To simply replace the needed reduction in fossil fuel generation with renewables would require wind and solar generation increase by anywhere from 1.4x to 2.4x from current levels over the next ~7 years. In 2021, wind and solar capacity was just over 200 gigawatts (GW). If we hold the ratio of capacity to generation constant, that means that an additional 280-480 GW of renewable capacity would have to be deployed by 2030 — a rate of ~40-70 GW per year. The record rate of deployment was 30 GW in 2020, so a doubling might be doable.
However — my analysis so far has one huge problem — it assumes that wind and solar electricity generation are equivalent to fossil fuel generation. They are not. Wind and solar are highly variable sources of electricity (because sometimes the wind doesn’t blow and every evening it gets dark), whereas fossil fuels are not. Variable renewables require back-up, so they cannot be deployed interchangeably for fossil fuel generation.
In fact, according to the American Public Power Association, as of February, 2022 there were about 52 gigawatts of new natural gas power capacity under construction, permitted, pending application or planned. Presumably some part of this new capacity is to replace retiring coal plants and some is to back up rapidly deploying renewables. The new natural gas capacity is on top of about 548 GW of capacity already in service (note: through 2026 about 21 GW of natural gas capacity are planned to be retired).
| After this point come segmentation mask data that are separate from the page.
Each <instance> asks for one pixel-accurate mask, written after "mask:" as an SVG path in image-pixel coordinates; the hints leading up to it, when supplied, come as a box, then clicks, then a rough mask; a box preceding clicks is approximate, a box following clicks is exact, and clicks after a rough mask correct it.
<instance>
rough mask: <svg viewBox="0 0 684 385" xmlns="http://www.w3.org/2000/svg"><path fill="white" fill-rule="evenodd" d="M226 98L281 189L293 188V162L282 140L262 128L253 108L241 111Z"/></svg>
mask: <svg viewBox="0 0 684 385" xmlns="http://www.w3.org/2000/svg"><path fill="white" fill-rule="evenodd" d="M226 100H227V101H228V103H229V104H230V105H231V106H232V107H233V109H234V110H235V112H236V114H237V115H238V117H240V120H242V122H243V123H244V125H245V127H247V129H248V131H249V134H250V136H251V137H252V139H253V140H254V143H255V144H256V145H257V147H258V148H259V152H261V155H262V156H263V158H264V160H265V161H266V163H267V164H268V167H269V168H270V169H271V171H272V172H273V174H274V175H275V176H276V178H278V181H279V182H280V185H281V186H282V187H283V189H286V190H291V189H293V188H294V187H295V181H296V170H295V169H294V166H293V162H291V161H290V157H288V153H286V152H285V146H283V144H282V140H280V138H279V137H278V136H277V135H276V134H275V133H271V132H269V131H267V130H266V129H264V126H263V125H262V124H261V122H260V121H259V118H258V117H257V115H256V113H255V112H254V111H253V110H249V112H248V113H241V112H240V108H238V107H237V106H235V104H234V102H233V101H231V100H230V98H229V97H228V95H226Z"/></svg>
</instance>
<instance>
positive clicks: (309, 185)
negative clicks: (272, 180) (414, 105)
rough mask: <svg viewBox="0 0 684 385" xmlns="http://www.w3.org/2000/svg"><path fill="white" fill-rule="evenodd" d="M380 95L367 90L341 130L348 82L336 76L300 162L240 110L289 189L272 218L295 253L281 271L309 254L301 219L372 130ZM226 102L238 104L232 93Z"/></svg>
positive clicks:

If you are still with me, that means that electricity produced by natural gas is expected to grow over most of the current decade.
A search of the 725-page IRA bill finds “natural gas” mentioned on just 11 pages, and absolutely no mention of accelerated retirements (or actually, any retirements) of natural gas power plants. It is important to underscore the obvious but often overlooked point that the deployment of carbon-free energy does not by itself do anything to accelerate decarbonization of the economy. Only the retirement of carbon-intensive sources of energy can do that — which means less burning of oil, coal and natural gas, as shown below.
It is of course conceivable that the emissions reductions resulting from the IRA that are foreseen in black-box models arise from the replacement of carbon-intensive coal with less-carbon-intensive natural gas. If so, that may help the U.S. come closer to a 2030 target, but more fossil fuel power plants (from any source) would also move the U.S. further away from its 2050 net-zero target. After all, achieving net zero means that all fossil fuel electricity will either need to be retired or retrofit with technologies of carbon capture and storage that presently do not exist at scale.
Perhaps the proposed emissions reductions of the IRA come from assumptions of decreased electricity demand or from greenhouse gases other than carbon dioxide (like methane). Maybe the assumption is that aggressive financial incentives for more rapid deployment of renewables somehow inevitably leads to the early retirement of fossil fuel power plants. If any of these mechanisms are carrying the weight of projected future emissions reductions, then we are well down the path of kicking the can down the road, because they would skirt the primary challenge here, which is dramatically reducing reliance on fossil fuels.
OK climate hawks, over to you. I challenge you to explain the policy mechanics of how emissions reductions actually occur under the IRA. I am particularly curious about how much natural gas electricity generation is projected to be in place in 2030, and if less than today, how that actually occurs.
I hope to learn something from this challenge, and hope you will also. I’ll be happy to publish the best responses in a future post. Thanks all!